Massive conformation change in the prion protein: Using dual-basin structure-based models to find misfolding pathways

Exploring the structural acrobatics of fold-switching proteins using simplified structure-based models

Metamorphic proteins are a paradigm of the protein folding process, by encoding two or more native states, highly dissimilar in terms of their secondary, tertiary, and even quaternary structure, on a single amino acid sequence. Moreover, these proteins structurally interconvert between these native states in a reversible manner at biologically relevant timescales as a result of different environmental cues. The large-scale rearrangements experienced by these proteins, and their sometimes high mass interacting partners that trigger their metamorphosis, makes the computational and experimental study of their structural interconversion challenging.

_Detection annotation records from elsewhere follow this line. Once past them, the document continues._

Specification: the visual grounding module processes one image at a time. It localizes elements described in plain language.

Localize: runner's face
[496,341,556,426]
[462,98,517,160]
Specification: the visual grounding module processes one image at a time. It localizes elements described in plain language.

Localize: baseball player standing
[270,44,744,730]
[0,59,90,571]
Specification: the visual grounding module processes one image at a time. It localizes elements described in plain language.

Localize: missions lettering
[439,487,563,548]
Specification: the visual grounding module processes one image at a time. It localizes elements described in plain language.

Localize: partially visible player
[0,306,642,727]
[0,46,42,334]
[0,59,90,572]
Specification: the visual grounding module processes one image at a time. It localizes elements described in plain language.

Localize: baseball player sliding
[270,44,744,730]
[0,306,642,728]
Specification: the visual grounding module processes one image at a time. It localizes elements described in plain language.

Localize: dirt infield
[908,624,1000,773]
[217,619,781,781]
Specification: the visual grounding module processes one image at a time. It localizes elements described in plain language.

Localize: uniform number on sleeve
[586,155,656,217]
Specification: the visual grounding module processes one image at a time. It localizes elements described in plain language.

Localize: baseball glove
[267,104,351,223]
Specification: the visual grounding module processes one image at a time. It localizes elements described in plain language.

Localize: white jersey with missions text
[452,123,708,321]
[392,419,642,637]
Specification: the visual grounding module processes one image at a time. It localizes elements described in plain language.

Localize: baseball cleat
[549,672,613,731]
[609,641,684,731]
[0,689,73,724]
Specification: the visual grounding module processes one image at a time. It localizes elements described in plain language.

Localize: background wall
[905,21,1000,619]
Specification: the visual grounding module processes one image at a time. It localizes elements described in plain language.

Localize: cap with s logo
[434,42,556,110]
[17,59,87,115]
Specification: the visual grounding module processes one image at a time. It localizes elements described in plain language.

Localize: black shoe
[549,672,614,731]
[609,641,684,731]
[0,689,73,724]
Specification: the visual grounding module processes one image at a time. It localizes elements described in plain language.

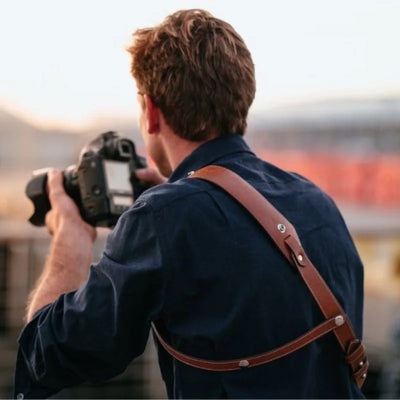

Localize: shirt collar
[169,134,253,182]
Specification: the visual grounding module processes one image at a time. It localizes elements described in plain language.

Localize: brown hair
[127,10,255,141]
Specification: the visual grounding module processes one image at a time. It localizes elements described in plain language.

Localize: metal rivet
[335,315,344,326]
[278,224,286,233]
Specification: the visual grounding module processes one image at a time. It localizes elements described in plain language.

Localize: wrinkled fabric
[15,135,363,398]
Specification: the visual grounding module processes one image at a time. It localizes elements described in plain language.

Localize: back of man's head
[128,10,255,141]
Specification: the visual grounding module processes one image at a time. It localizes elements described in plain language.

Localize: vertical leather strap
[190,165,368,387]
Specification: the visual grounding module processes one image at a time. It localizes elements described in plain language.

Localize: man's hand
[135,168,168,186]
[26,170,96,322]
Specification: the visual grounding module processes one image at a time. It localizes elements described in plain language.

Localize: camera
[25,131,149,227]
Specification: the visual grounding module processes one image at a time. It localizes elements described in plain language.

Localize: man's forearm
[26,226,93,322]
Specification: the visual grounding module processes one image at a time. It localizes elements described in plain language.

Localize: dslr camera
[25,131,149,227]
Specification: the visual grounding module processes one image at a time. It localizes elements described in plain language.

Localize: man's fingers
[135,168,167,185]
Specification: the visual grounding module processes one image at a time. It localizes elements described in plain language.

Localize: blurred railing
[0,207,400,398]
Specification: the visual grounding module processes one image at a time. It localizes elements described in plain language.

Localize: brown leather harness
[152,165,369,388]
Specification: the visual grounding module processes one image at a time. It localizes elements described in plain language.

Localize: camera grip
[25,173,51,226]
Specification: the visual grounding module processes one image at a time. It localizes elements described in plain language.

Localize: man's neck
[164,131,215,172]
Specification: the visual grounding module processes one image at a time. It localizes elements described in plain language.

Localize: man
[16,10,363,398]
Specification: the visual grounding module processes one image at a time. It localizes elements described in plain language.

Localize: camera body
[25,131,149,227]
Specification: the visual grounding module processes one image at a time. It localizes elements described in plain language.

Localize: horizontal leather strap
[151,315,343,372]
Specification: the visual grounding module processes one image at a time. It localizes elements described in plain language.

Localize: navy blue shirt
[15,135,363,398]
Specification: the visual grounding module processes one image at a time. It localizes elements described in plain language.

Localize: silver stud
[335,315,344,326]
[277,224,286,233]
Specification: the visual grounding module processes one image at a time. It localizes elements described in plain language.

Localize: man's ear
[144,94,160,133]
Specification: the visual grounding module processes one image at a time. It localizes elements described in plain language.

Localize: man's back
[135,136,363,398]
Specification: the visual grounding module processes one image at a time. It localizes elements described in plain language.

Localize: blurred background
[0,0,400,398]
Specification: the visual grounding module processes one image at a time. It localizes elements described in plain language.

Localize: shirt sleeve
[15,202,163,398]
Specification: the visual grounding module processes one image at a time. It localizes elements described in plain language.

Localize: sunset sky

Here, we present our efforts in studying the refolding landscapes of two quintessential metamorphic proteins, RfaH and KaiB, using simplified dual-basin structure-based models (SBMs), rigorously footed on the energy landscape theory of protein folding and the principle of minimal frustration. By using coarse-grained models in which the native contacts and bonded interactions extracted from the available experimental structures of the two native states of RfaH and KaiB are merged into a single Hamiltonian, dual-basin SBM models can be generated and savvily calibrated to explore their fold-switch in a reversible manner in molecular dynamics simulations. We also describe how some of the insights offered by these simulations have driven the design of experiments and the validation of the conformational ensembles and refolding routes observed using this simple and computationally efficient models.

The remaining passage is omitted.